First, let's assign oxidation states to each element in the given redox reaction: \(Pb(s)\): In its solid state, the oxidation state of Pb is 0. \(Pd(NO_3)_2(aq)\): Pd is in the ionic compound Pd(NO3)2 and has an oxidation state of +2 in this compound. The oxidation state of nitrogen in \(NO_3^-\) (nitrate ion) is +5, and that of oxygen is -2. \(Pb(NO_3)_2(aq)\): Pb forms an ionic compound with nitrate ions and has an oxidation state of +2 in this compound. \(Pd(s)\): In its solid state, the oxidation state of Pd is 0.

Now that we've assigned oxidation states, we can determine which species are undergoing oxidation and reduction: Oxidation: Pb(s) goes from an oxidation state of 0 to +2 in \(Pb(NO_3)_2(aq)\).
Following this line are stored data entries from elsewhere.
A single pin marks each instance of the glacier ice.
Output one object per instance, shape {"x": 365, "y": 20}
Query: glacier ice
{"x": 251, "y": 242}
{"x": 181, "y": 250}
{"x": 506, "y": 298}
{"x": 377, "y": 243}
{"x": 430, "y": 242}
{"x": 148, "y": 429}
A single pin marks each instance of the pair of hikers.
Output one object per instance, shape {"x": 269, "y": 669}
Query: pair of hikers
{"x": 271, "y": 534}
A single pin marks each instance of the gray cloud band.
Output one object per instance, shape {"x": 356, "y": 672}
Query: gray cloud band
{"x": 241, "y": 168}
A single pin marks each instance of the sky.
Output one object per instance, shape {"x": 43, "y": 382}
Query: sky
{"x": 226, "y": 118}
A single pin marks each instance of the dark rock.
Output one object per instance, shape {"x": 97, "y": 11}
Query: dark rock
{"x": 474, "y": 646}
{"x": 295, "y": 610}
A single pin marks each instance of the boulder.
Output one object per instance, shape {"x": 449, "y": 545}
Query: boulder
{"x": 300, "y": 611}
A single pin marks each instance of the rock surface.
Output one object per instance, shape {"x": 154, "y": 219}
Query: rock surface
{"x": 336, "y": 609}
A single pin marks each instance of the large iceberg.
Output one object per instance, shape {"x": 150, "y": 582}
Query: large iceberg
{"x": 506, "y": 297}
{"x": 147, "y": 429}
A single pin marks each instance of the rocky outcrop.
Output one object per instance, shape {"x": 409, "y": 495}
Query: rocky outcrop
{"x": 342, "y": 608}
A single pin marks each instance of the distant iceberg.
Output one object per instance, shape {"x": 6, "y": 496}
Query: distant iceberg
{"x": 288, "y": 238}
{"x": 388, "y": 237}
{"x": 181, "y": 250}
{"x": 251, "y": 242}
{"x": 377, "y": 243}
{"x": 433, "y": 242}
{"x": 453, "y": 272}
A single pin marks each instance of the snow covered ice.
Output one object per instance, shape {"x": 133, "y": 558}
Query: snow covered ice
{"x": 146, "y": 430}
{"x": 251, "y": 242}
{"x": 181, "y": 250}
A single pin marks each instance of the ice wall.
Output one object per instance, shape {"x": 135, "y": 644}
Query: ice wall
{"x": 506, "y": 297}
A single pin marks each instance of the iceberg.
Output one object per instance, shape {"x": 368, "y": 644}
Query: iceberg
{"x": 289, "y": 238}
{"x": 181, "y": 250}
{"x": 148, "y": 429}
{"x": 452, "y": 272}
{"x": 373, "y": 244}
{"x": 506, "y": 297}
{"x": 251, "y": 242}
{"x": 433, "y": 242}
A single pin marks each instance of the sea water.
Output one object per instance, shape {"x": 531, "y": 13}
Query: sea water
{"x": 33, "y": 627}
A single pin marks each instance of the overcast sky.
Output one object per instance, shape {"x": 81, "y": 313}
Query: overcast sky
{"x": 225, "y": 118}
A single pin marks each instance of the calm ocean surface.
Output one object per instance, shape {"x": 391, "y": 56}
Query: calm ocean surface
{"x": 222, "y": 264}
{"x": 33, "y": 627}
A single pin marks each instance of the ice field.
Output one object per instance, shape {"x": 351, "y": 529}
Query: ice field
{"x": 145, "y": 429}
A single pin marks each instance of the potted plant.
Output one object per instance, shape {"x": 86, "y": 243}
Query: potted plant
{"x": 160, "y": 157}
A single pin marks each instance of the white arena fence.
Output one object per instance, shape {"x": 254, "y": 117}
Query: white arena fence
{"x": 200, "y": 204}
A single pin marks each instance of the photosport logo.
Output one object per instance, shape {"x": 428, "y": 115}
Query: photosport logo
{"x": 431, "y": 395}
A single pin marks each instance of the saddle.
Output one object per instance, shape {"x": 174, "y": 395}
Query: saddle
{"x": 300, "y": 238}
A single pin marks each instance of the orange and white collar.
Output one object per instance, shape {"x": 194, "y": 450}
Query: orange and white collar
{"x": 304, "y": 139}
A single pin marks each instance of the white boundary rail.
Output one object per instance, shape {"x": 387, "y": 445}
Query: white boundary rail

This means Pb is losing 2 electrons. Reduction: Pd(+2) in \(Pd(NO_3)_2(aq)\) goes from an oxidation state of +2 to 0 in Pd(s). This means Pd is gaining 2 electrons.

Now let's write the half-reactions for oxidation and reduction: Oxidation half-reaction: \(Pb(s) \rightarrow Pb^{+2}(aq) + 2e^-\) Reduction half-reaction: \(Pd^{+2}(aq) + 2e^- \rightarrow Pd(s)\) These are the balanced half-reactions for the given redox equation as we have both mass and charge balanced in each of them.